China’s steady build-up of non-military shipping in the South China Sea could increase the risk of conflict and undermine stability in the region, observers have warned.
A recent incident in which up to 275 Chinese vessels were spotted near the Philippine-occupied island of Thitu, part of the disputed Spratly chain, angered Manila and highlighted the concerns about potential flashpoints. The vessels, mostly fishing boats, are likely to have taken shelter in facilities China has built on the artificial islands in the South China Sea, according to some analysts.
“The boat swarm has such endurance on station in no small part due to the proximity of the artificial islands in the area, such as Subi, which can provide ready shelter for these boats in times of inclement weather,” said Collin Koh, a research fellow at the S Rajaratnam school of international studies at Nanyang Technological University in Singapore.
“These boats can also retire to these facilities for rest and replenishment and then return to station off Thitu Island again – obviating the need to return to mainland fishing ports.”

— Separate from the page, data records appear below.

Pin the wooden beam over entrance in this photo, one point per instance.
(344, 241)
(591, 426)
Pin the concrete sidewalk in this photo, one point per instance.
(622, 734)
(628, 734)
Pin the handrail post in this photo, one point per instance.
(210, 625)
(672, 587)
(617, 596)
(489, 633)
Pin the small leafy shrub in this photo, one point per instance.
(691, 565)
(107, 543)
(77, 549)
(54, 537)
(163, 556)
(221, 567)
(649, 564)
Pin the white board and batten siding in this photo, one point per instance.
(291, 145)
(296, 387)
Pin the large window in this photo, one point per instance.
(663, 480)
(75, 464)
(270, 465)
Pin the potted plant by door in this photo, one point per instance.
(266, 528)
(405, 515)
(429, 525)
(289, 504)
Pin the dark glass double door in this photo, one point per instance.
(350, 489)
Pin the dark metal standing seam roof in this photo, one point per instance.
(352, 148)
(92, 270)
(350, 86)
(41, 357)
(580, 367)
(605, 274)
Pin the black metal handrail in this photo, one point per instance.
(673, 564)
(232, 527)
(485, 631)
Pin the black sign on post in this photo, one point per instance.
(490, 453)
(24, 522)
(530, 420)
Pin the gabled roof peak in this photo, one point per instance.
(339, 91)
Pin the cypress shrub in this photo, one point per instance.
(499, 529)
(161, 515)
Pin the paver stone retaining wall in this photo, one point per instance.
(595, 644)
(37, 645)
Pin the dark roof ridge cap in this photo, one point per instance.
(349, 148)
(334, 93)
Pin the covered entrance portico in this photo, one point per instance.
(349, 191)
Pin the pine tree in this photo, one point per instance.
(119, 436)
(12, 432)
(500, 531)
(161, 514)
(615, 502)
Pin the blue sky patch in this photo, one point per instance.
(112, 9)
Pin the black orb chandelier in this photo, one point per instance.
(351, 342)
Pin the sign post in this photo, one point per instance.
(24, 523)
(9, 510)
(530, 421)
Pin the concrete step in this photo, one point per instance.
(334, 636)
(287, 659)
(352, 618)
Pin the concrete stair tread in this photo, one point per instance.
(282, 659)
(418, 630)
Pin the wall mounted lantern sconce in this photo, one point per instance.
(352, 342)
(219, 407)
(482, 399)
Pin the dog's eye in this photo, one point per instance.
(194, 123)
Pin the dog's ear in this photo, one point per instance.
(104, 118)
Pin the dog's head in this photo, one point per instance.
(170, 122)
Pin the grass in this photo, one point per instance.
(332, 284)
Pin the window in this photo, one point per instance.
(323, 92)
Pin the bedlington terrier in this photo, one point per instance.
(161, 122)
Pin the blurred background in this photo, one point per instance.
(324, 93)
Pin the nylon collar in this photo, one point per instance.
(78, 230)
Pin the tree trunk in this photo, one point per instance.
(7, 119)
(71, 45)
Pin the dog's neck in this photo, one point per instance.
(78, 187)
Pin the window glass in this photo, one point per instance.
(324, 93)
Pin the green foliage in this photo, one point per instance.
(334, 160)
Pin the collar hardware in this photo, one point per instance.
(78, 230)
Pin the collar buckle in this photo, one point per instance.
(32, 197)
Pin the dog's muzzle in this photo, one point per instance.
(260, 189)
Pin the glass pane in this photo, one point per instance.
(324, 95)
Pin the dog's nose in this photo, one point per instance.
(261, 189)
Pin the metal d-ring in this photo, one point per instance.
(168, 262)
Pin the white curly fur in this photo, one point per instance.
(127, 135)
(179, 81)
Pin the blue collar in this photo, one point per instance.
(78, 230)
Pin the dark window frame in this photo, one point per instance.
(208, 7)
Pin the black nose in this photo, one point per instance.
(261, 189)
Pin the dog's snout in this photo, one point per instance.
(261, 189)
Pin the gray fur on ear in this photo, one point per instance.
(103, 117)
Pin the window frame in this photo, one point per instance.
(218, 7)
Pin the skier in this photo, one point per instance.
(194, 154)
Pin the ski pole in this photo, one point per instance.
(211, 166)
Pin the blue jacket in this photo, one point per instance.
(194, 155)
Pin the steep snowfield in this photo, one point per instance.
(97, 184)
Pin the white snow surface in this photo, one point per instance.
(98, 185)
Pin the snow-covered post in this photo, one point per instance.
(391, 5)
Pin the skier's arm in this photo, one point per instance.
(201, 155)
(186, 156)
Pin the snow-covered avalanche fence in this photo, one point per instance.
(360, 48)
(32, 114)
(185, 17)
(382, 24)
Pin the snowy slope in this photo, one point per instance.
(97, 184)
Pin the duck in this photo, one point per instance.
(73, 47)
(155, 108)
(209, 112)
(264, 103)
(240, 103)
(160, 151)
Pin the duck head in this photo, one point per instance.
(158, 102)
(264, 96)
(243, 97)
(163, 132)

While China’s military activities have been under intense scrutiny over the past years, Beijing has been steadily increasing its non-military presence in the region, which risks angering the other countries with competing claims in the South China Sea.
In late March, the Guangdong Maritime Safety Administration, a civilian maritime agency under the Ministry of Transport, said it would soon start to build what it said was the country’s largest patrol vessel, weighing in at 10,200 tonnes.

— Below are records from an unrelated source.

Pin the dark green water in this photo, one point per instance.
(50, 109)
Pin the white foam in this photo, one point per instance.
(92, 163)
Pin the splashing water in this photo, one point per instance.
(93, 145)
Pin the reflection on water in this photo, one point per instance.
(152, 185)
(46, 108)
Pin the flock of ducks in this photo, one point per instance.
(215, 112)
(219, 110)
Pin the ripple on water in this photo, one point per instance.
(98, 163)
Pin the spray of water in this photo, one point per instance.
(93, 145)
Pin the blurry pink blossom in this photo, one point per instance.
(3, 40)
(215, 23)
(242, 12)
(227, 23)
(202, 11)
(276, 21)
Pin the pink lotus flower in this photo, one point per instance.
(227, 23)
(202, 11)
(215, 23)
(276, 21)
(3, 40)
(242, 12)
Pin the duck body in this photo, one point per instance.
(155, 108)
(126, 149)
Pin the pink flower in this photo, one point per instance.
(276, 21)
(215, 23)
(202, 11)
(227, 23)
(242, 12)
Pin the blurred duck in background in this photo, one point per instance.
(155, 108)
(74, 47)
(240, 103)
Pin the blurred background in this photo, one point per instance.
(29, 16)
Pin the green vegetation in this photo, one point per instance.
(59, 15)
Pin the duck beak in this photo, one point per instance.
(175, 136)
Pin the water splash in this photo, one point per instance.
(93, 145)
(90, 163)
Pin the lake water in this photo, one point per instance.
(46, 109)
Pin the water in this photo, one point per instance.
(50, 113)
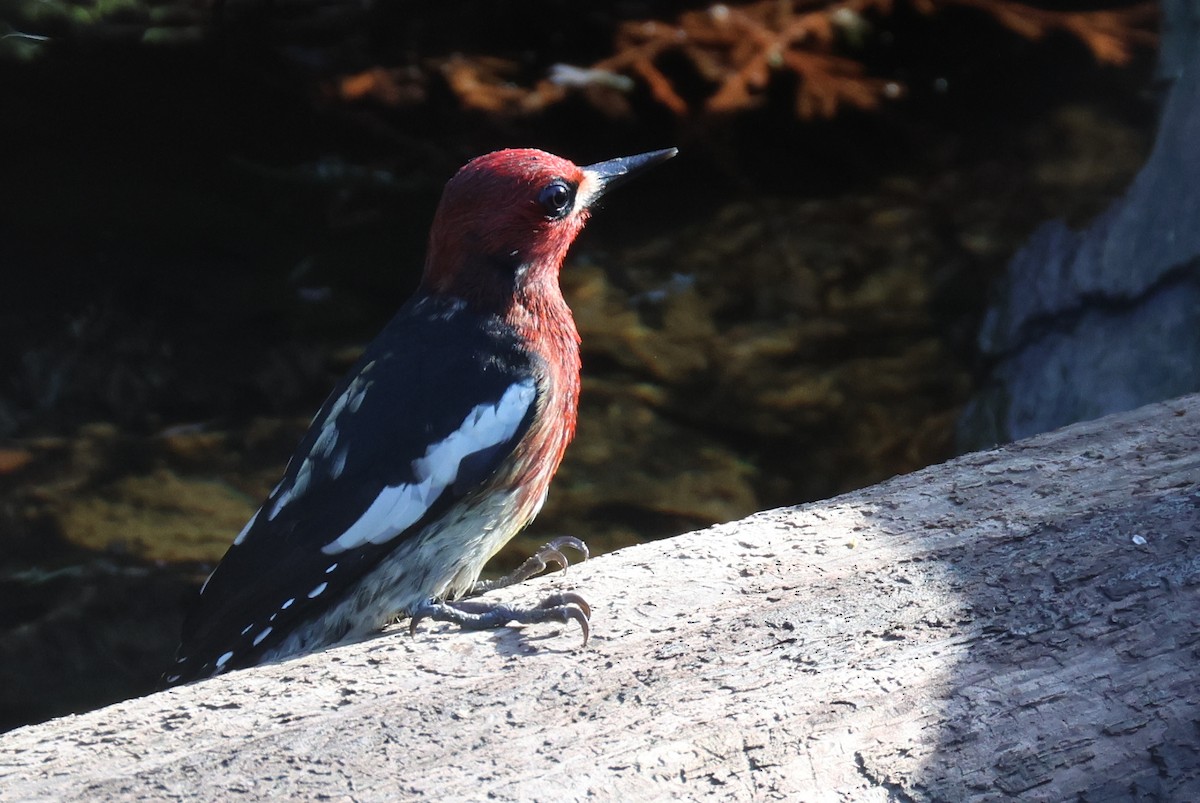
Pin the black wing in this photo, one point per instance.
(323, 527)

The ship, expected to be launched before September 2021, could significantly improve China’s maritime law enforcement and search-and-rescue capability, according to the transport ministry.

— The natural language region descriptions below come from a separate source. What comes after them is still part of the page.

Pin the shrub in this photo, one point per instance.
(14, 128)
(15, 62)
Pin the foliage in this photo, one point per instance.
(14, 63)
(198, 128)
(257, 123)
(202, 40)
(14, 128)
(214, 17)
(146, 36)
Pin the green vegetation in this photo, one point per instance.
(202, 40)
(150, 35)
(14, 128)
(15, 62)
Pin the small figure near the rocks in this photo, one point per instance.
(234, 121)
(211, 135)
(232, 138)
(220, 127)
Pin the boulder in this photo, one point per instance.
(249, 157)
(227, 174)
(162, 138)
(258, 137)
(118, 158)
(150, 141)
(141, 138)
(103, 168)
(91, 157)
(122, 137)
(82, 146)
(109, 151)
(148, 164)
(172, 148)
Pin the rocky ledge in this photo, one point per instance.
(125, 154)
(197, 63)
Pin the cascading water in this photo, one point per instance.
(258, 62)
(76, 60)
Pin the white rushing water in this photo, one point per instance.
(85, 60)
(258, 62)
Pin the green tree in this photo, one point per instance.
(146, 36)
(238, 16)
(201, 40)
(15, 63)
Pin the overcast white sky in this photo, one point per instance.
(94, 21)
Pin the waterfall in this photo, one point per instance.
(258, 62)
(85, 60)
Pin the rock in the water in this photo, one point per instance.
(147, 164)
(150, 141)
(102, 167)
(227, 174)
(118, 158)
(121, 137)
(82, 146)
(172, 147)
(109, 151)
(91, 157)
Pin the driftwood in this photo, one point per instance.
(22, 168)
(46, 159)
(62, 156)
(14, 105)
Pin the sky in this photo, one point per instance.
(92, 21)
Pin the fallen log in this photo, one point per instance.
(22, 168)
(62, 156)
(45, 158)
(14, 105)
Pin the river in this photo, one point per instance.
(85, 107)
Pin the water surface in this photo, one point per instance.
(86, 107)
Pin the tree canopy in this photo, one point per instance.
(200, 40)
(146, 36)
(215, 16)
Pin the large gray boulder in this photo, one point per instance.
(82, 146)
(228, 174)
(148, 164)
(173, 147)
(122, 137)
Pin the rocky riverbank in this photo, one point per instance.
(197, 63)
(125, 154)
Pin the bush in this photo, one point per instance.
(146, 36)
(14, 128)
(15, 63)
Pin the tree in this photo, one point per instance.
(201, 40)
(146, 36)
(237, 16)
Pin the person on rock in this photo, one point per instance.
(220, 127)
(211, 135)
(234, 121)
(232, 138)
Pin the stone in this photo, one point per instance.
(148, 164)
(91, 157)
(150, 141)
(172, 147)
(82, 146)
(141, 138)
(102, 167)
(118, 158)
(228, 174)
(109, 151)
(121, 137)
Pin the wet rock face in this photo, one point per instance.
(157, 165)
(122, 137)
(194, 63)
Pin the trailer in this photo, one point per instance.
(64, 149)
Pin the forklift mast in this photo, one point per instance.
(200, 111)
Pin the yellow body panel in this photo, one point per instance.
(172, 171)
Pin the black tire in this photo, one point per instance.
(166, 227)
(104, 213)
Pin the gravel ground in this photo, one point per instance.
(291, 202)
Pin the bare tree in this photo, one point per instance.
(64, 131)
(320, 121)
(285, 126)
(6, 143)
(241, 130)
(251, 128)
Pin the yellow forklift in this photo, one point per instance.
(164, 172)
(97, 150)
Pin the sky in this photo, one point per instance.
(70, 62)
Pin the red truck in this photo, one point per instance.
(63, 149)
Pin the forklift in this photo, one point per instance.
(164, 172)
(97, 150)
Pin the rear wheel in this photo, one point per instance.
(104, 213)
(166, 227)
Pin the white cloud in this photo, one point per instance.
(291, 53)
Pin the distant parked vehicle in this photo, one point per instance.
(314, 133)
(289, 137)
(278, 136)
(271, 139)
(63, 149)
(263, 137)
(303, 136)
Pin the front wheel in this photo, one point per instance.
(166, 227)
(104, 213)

Late last year the ministry said that three ocean observation centres had started operating on Fiery Cross Reef, Subi Reef and Mischief Reef, three of the largest islands Beijing has developed in the Spratly group.
In January, the transport ministry said a maritime rescue centre had also been built on Fiery Cross Reef to support life-saving missions.
While Beijing argues that these facilities will help ensure maritime safety, other countries remain wary – especially given the way the lines between military and civilian operations are usually blurred in China, commonly described as a “grey-zone tactic”.
Admiral John Richardson, the head of the US Navy, told the Financial Times recently that China was increasingly using non-military vessels, including the coastguard and maritime militia, to assert its claims in the South China Sea.
In response, he said he had warned his Chinese counterpart, Vice-Admiral Shen Jinlong, that the US would start treating these ships as if they were part of the military.
Critics believe that China is “muddying the waters” because many of the facilities it has built in the area can have dual military and civilian uses.
Last year criticisms over Beijing’s militarisation of the South China Sea were heightened after satellite images showed seven military planes had landed on the runway built on Fiery Cross Reef, even though its ostensible purposes were civilian.
“Likewise, the buildings on the artificial islands that are often described as fishermen’s shelters and for other civilian purposes could also be used by troops,” Koh said.
“The various ocean observation facilities placed around [the islands], supposedly to promote hydrometeorological research and also for marine environmental monitoring, can also contribute to better military and maritime law enforcement operations in the area.”
Zhang Mingliang, an associate professor specialising in South China Sea studies at Jinan University in Guangzhou said Beijing would continue to build up its non-naval facilities and ships to consolidate its hold on the waters, where Brunei, Malaysia, the Philippines, Vietnam and Taiwan also have claims.
“China’s advantages over the Southeast Asian countries in terms of non-naval forces are already obvious,” he said, adding they would be unable to play catch-up.
He suggested that Beijing should share more of the facilities with its neighbours in the region to ease concerns from other claimant nations.
“China should not just share the information it has collected with its own government and military agencies as it has already done, but with foreign countries and even set a timeline to open the ports and berths to foreign ships and even navies in urgent cases.”
Observers agree that Beijing’s growing non-military presence in the South China Sea would further complicate China’s ongoing negotiations on a code of conduct with its Southeast Asian neighbours to reduce the risk of clashes in the area.
These talks have made little progress over the past decade, despite calls from all parties for a fast-track consultation.
“This is going to become a huge problem when it comes to the negotiations over the proposed code because of the dual-use nature of these facilities, and this will lead to differences about how best to categorise them and how they’ll be treated in the proposed code,” Koh said.
“With China continuing to build these facilities in the area, it’s more plausible to surmise that regional countries will remain wary and engage in their own countermeasures, including building up their militaries and coastguards, as well as engaging an external military presence.”